Writing up an ADR with benchmarks, will share by EOD for feedback."

→ ADR created with data
→ Team reviews async over 2-3 days
→ Decision documented permanently

❌ Bad: Chat Decision

Slack: "Should we use Rust or C++?"
Response: "Rust seems cool"
Another: "👍"
→ Decision made, no record, context lost

✅ Good: Asking for Help

#dev-help: "Getting segfault in buffer.cpp:142 when processing
512-sample blocks.

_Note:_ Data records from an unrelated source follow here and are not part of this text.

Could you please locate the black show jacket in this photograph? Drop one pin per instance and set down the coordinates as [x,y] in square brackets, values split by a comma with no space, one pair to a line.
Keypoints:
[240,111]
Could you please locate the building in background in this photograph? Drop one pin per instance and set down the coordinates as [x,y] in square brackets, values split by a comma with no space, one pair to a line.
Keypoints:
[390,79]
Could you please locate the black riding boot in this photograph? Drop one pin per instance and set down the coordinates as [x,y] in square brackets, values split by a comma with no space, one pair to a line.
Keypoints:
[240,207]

Works fine with 256. Using latest main branch.
Valgrind output: [link]. Tried increasing buffer size but same issue.
Anyone seen this before?"

❌ Bad: Asking for Help

#dev-help: "Code doesn't work, help?"

✅ Good: Update Escalation

Async standup: "🚫 Blocker: Need feedback on PR #234 to continue"
→ Wait 4 hours
→ Mention reviewer in PR
→ Wait 2 hours
→ DM reviewer if urgent

❌ Bad: Update Escalation

Immediately DM: "Can you review my PR?"

Onboarding New Members

  1. Day 1: Introduce in #general, explain communication norms
  2. Week 1: Add to all relevant channels, no pressure to speak
  3. Month 1: Expect comfort with async updates and asking questions

Buddy responsibility: Model good communication, answer questions patiently

Retrospective

Every quarter, review: - Are we staying async-first? - Are decisions being documented? - Are response times reasonable? - Do we need to adjust any policies?

Document outcomes in ADR if changing processes.